Tra le mura domestiche in effetti l’esperto diplomatico ha dovuto indossare di nuovo i panni del lupo-guerriero, a partire da Taiwan, "la prima linea rossa" da non superare nelle relazioni sino-americane. Non a caso si è presentato con una copia rossa della Costituzione cinese per leggere l’apposito articolo che descrive l’isola ribelle come "parte del sacro territorio della Cina".

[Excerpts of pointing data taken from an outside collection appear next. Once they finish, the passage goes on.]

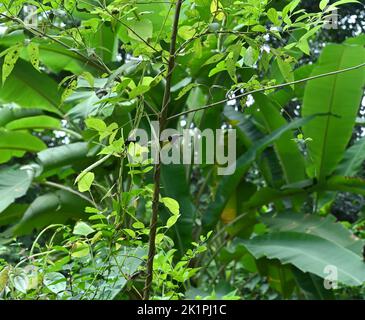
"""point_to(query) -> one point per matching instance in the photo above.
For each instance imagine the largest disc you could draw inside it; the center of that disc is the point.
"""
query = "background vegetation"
(79, 221)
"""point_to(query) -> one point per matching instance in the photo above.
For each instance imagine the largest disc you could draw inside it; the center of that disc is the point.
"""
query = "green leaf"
(4, 277)
(11, 57)
(14, 183)
(9, 113)
(172, 205)
(286, 70)
(82, 229)
(31, 89)
(172, 220)
(185, 90)
(12, 214)
(33, 52)
(230, 182)
(85, 182)
(272, 14)
(290, 158)
(20, 282)
(178, 189)
(341, 2)
(63, 155)
(55, 281)
(324, 227)
(353, 160)
(140, 29)
(12, 140)
(323, 4)
(96, 124)
(251, 56)
(312, 286)
(340, 96)
(80, 250)
(37, 122)
(51, 208)
(309, 253)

Le due sponde dello Stretto di Taiwan "appartengono a un’unica famiglia che si chiama Cina e le persone su entrambe le sponde sono fratelli e sorelle", ha aggiunto il ministro che ha criticato le diverse risposte di Washington alle questioni di Ucraina e Taiwan. "Perché gli Stati Uniti parlano del rispetto di sovranità e integrità territoriale sulla questione dell’Ucraina, ma non rispettano sovranità e integrità territoriale della Cina su Taiwan? Perché gli Stati Uniti chiedono alla Cina di non fornire armi alla Russia mentre continuano a vendere armi a Taiwan? Pechino non ha fornito armi ad alcuna delle due parti del conflitto ucraino. La Cina non è l’artefice della crisi, né una parte direttamente interessata. Perché minacciare allora le sanzioni alla Cina? Non è assolutamente accettabile", ha insistito il ministro degli Esteri, già autore dei discorsi di Xi, accennando a "una mano invisibile" che sembra sostenere una crisi prolungata invece di volere la pace.

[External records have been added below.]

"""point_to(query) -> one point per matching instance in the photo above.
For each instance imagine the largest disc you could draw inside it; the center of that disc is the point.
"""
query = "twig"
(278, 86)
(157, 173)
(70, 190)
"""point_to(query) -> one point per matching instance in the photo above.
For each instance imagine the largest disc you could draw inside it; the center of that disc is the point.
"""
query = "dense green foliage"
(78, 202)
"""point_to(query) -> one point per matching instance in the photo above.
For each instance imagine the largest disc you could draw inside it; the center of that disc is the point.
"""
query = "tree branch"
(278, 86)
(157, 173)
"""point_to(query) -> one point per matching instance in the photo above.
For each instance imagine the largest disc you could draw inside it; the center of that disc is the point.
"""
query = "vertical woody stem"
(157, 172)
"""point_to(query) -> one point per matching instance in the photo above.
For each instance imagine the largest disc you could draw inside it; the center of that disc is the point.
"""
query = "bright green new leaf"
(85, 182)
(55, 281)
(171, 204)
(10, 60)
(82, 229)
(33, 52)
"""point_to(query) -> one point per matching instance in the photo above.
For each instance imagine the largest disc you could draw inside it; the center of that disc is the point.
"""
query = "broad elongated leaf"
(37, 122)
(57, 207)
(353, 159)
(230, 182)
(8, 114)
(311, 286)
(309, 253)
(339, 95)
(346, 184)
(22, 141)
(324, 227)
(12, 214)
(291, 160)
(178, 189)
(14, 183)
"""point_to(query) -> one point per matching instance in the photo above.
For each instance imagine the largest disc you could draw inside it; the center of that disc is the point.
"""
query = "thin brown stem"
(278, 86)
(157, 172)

Il rapporto sino-russo, inoltre, continuerà a crescere, malgrado le scomuniche lanciate dall’Occidente: se i due Paesi "lavorano insieme, il mondo avrà una forza trainante verso il multipolarismo e una maggiore democrazia nei rapporti internazionali". Anzi, "più turbolento è il mondo, più le relazioni Cina-Russia devono andare avanti", ha avvertito Qin. E se gli Stati Uniti, per bocca del portavoce del Consiglio per la Sicurezza nazionale John Kirby, hanno assicurato che vogliono avere con Pechino una "competizione strategica" ma che "non cercano il conflitto", la lettura che offre il neo ministro degli Esteri di Xi è diversa. "In realtà - ha detto - la cosiddetta competizione statunitense è il contenimento e la repressione a tutto campo, un gioco a somma zero in cui tu muori e io vivo". Parole in linea con l’inusuale accusa diretta rivolta lunedì direttamente da Xi agli Usa: "I Paesi occidentali guidati dagli Stati Uniti hanno rafforzato il contenimento e la repressione a tutto tondo della Cina, portando gravi sfide senza precedenti allo sviluppo del Paese".